Sorunsuz bir şekilde aşağı atladım. Ve hiçbir duraklama yaşamdan yürümeye başladım. Nereye gideceğimi bilmiyordum ama içimde bir yerlerde gideceğim yönü biliyordum. Kısa bir süre sonra koşmaya başladım. Rüzgâr yine kulağıma fısıldıyordu. Önüme çıkan hiçbir engeli affetmiyordum. Ve bir çığlık duydum. Doğru yoldaydım.
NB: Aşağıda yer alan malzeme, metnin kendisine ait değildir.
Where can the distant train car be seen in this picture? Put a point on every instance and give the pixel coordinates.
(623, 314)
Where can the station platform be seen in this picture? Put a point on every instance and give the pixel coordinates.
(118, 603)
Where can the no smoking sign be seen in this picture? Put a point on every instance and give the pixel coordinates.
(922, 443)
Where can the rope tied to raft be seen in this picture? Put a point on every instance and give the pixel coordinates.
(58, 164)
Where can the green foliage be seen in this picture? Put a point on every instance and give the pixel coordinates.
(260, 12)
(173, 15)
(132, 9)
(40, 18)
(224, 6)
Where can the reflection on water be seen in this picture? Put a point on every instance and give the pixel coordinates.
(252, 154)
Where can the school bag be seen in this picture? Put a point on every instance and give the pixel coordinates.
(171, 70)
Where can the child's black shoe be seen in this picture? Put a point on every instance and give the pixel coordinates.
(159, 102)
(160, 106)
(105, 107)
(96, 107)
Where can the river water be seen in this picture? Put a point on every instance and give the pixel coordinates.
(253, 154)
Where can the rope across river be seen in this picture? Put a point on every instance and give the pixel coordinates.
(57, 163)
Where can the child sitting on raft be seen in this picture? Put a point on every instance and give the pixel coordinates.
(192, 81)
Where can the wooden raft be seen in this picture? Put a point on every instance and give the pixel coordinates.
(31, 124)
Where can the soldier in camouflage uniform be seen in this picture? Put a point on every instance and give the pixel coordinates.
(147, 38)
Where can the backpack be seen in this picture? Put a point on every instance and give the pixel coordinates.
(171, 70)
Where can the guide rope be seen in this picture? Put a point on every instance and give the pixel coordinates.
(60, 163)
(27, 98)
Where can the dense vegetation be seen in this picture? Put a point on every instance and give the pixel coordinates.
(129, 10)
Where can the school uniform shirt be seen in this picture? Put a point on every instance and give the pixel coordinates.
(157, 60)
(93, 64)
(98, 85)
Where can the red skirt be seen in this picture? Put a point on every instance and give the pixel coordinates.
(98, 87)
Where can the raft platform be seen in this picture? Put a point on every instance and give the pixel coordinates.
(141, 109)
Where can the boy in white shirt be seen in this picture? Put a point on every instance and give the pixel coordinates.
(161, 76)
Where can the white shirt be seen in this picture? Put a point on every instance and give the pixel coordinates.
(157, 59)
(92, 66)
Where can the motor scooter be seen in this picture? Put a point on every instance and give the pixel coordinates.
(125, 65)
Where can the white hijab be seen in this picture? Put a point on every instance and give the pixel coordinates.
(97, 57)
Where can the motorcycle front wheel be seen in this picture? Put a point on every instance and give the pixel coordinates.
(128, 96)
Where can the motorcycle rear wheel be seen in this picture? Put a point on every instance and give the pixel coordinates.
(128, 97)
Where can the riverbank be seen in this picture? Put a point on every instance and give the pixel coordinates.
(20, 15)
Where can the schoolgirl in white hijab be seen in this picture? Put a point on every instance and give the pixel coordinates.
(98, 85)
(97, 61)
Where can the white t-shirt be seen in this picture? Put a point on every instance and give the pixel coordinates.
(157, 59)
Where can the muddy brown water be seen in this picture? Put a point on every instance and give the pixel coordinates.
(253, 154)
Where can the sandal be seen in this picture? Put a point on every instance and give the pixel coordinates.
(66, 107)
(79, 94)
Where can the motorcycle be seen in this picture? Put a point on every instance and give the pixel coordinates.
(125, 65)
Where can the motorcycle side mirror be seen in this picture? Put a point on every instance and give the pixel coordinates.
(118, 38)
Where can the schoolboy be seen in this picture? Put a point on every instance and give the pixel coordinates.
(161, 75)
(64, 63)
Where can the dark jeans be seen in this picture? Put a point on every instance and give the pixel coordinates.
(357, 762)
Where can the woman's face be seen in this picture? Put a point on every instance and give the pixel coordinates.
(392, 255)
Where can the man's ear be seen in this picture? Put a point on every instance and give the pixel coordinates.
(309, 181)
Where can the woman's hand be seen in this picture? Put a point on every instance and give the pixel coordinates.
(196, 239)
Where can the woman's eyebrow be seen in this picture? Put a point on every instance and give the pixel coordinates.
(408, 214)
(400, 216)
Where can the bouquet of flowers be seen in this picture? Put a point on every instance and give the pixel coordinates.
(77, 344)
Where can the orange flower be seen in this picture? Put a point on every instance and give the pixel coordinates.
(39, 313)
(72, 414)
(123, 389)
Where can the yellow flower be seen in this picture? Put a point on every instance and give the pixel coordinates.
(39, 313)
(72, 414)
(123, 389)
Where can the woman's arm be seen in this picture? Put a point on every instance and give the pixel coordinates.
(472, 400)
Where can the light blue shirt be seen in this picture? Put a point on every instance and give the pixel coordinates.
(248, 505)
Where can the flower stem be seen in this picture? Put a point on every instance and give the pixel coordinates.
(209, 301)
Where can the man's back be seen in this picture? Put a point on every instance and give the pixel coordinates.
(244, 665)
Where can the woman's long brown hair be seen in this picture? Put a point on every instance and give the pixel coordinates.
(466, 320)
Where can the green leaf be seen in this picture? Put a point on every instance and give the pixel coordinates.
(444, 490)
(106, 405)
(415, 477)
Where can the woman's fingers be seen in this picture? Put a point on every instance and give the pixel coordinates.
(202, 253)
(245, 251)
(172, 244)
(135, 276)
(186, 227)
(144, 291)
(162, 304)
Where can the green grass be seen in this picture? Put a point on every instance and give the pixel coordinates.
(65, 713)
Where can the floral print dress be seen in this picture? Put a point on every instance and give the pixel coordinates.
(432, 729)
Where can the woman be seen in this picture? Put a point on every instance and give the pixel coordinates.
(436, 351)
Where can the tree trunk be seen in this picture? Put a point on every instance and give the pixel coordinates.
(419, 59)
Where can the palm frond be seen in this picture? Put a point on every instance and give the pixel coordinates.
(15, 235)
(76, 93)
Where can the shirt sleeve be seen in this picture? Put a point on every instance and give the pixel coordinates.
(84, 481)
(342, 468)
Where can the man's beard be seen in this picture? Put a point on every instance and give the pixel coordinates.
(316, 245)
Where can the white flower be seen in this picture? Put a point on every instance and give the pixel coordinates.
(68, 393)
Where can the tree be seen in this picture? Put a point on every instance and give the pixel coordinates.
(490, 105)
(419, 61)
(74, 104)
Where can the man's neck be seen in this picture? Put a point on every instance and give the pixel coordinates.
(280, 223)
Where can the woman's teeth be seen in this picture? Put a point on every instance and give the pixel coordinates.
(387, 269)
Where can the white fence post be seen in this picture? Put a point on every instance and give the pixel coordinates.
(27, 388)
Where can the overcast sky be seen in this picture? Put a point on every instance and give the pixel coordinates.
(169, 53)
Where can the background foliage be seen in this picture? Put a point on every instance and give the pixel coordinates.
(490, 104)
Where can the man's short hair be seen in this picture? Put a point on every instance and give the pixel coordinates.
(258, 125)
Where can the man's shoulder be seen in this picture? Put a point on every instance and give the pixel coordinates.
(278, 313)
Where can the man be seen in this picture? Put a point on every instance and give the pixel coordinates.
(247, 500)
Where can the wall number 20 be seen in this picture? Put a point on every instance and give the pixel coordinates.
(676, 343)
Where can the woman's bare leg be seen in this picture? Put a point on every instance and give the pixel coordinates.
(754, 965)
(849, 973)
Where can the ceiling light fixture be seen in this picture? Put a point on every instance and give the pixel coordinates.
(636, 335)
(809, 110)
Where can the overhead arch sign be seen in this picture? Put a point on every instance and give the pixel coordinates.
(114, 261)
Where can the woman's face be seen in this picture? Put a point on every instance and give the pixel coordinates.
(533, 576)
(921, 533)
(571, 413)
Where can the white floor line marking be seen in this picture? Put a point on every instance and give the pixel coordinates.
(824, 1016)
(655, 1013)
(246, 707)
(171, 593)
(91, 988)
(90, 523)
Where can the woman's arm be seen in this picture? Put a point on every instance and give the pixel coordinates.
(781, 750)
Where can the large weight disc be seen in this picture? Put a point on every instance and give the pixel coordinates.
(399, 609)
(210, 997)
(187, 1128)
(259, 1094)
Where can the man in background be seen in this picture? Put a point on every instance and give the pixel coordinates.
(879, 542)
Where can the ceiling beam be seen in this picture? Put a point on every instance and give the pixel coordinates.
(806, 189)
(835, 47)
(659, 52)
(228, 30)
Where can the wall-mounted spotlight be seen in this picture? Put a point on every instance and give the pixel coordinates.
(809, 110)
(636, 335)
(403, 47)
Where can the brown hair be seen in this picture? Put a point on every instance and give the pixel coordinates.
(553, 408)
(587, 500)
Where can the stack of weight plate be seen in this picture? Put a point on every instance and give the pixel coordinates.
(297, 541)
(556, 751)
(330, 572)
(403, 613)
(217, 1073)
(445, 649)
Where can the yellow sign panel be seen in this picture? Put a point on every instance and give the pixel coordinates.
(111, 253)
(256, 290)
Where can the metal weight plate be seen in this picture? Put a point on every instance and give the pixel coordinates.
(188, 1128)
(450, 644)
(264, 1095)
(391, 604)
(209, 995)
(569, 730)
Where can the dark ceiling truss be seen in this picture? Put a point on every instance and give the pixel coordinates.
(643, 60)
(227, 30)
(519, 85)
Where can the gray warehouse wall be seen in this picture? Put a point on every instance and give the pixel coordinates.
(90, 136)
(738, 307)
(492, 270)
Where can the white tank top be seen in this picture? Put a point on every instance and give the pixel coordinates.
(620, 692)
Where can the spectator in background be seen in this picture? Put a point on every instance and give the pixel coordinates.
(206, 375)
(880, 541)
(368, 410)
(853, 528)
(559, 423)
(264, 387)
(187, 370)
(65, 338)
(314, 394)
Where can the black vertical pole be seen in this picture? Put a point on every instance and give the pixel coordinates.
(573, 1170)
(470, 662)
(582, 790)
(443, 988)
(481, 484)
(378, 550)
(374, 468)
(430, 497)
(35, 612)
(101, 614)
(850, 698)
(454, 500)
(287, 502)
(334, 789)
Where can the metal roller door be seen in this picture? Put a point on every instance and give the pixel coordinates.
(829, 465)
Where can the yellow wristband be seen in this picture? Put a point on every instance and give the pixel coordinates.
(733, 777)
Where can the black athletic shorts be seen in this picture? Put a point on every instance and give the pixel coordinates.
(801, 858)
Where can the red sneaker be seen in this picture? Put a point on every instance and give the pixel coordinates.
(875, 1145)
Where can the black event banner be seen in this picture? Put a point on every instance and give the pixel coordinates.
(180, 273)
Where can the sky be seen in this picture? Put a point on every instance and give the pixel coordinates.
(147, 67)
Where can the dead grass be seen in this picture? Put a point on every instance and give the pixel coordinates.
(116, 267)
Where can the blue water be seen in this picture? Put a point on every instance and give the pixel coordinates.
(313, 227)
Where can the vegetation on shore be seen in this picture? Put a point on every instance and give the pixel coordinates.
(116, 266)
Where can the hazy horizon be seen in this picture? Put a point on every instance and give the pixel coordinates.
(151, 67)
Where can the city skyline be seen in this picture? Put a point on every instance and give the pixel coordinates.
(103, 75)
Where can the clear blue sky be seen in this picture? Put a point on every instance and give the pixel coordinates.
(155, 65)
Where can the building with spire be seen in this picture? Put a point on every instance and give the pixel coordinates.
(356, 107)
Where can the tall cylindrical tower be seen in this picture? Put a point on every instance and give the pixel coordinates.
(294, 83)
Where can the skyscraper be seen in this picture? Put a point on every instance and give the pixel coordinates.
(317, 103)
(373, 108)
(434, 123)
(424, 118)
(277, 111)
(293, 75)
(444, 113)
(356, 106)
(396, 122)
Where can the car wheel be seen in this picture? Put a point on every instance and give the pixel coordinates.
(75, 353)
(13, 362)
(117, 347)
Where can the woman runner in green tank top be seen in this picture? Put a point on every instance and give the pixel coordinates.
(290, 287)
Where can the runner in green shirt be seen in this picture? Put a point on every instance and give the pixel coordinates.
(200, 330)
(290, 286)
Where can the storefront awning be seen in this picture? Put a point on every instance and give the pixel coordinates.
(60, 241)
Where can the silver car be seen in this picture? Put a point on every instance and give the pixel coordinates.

O sese doğru koşmaya başladım ve bir kızla göz göze geldim. İkimizin arasında devasa büyüklükte bir kurt duruyordu. Kız ter içinde kalmıştı ve çığlıklar içinde yanıma koşmasından korkuyordum. Asıl korktuğum kızdı, kurt değil. Çünkü o zaman kurt beni fark edecekti ve şansım biraz olsun azalacaktı. Beynimin içinden ona seslendim. “ şuanda senden çok zor bir şey isteyeceğim. Lütfen sakin ol ve bana güven. Ve sakın benim olduğum tarafa bir daha bakma.”  Kız hafifçe başını salladı ve buna nedense şaşırmadım. Beni duyacağını biliyordum. Ve ardından kurda konsantre oldum. Gittikçe kıza yaklaşıyordu ve karnından aç olduğuna dair gurultular geliyordu. Bir kurdun bile beni duyamayacağı kadar sessizdim. Ve bu benim en büyük avantajımdı. Hızlı bir şekilde ağaca tırmandım ve en uygun pozisyonu almaya çalıştım. Tanrım bu iş gerçekten çok eğlenceliydi. Bir dakika aşağıda ne zaman öleceğini bekleyen bir kız vardı. Kurt bir adım daha attıktan sonra hızlı bir şekilde üstüne atladım ve yerde tepinmeye başladık. Sırayla birbirimizin üstüne çıkıyorduk. Yanağıma sert bir pençe geçirdi ve bende dişlerine tüm gücümle bir yumruk attım. Kız bizden baya uzak bir ağacın arkasına gizlenmişti ve beni izliyordu. Tanrı aşkına bu kızın bu saatte burada ne işi vardı?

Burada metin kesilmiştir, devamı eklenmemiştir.